🤖 AI Summary
This study addresses the challenge that real-world workflows in large-scale longitudinal systems generate data lacking formal temporal constraints, leading to an excessively large and empirically inconsistent causal graph search space. To resolve this, the authors propose a workflow-induced constraint framework that explicitly encodes workflow-consistent partial orderings through a structural mask derived from the workflow, a time-aligned indexing scheme, and a block-wise measurement structure. This approach enhances identifiability, interpretability, and consistency of causal structures in mixed discrete-continuous panel data without requiring new optimization algorithms. It further supports interventional queries and bootstrap-based uncertainty quantification for lagged effects. Applied to a Japanese health screening cohort of 107,261 individuals, the workflow-constrained longitudinal LiNGAM model uncovered temporally coherent substructures and lagged effects with well-calibrated uncertainties, with sensitivity analyses confirming result robustness.
📝 Abstract
Causal discovery has achieved substantial theoretical progress, yet its deployment in large-scale longitudinal systems remains limited. A key obstacle is that operational data are generated under institutional workflows whose induced partial orders are rarely formalized, enlarging the admissible graph space in ways inconsistent with the recording process. We characterize a workflow-induced constraint class for longitudinal causal discovery that restricts the admissible directed acyclic graph space through protocol-derived structural masks and timeline-aligned indexing. Rather than introducing a new optimization algorithm, we show that explicitly encoding workflow-consistent partial orders reduces structural ambiguity, especially in mixed discrete--continuous panels where within-time orientation is weakly identified. The framework combines workflow-derived admissible-edge constraints, measurement-aligned time indexing and block structure, bootstrap-based uncertainty quantification for lagged total effects, and a dynamic representation supporting intervention queries.
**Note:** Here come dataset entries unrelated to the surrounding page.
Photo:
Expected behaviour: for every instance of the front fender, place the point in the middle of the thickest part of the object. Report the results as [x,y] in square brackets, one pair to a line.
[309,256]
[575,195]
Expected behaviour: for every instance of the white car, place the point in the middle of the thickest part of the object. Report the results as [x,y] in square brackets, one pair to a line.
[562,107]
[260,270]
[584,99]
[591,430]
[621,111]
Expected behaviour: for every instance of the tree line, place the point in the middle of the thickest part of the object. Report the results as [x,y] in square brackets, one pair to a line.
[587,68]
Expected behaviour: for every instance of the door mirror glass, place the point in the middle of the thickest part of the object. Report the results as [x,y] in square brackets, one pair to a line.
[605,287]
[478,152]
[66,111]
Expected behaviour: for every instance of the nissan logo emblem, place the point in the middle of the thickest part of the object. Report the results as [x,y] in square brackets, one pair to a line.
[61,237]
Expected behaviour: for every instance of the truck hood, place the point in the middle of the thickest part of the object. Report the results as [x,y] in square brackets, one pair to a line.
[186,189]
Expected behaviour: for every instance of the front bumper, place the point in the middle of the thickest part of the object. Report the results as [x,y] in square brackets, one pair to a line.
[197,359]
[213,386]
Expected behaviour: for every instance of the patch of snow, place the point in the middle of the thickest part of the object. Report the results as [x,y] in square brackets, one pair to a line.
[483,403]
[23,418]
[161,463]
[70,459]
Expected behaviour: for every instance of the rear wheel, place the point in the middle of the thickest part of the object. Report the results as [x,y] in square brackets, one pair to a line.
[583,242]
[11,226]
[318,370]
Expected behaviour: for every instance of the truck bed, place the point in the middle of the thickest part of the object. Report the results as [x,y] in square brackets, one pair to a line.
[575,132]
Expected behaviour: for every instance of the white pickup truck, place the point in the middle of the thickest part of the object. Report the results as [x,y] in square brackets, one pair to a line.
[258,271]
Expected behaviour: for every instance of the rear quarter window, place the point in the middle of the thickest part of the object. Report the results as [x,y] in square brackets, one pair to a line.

In a nationwide annual health screening cohort in Japan with 107,261 individuals and 429,044 person-years, workflow-constrained longitudinal LiNGAM yields temporally consistent within-time substructures and interpretable lagged total effects with explicit uncertainty. Sensitivity analyses using alternative exposure and body-composition definitions preserve the main qualitative patterns. We argue that formalizing workflow-derived constraint classes improves structural interpretability without relying on domain-specific edge specification, providing a reproducible bridge between operational workflows and longitudinal causal discovery under standard identifiability assumptions.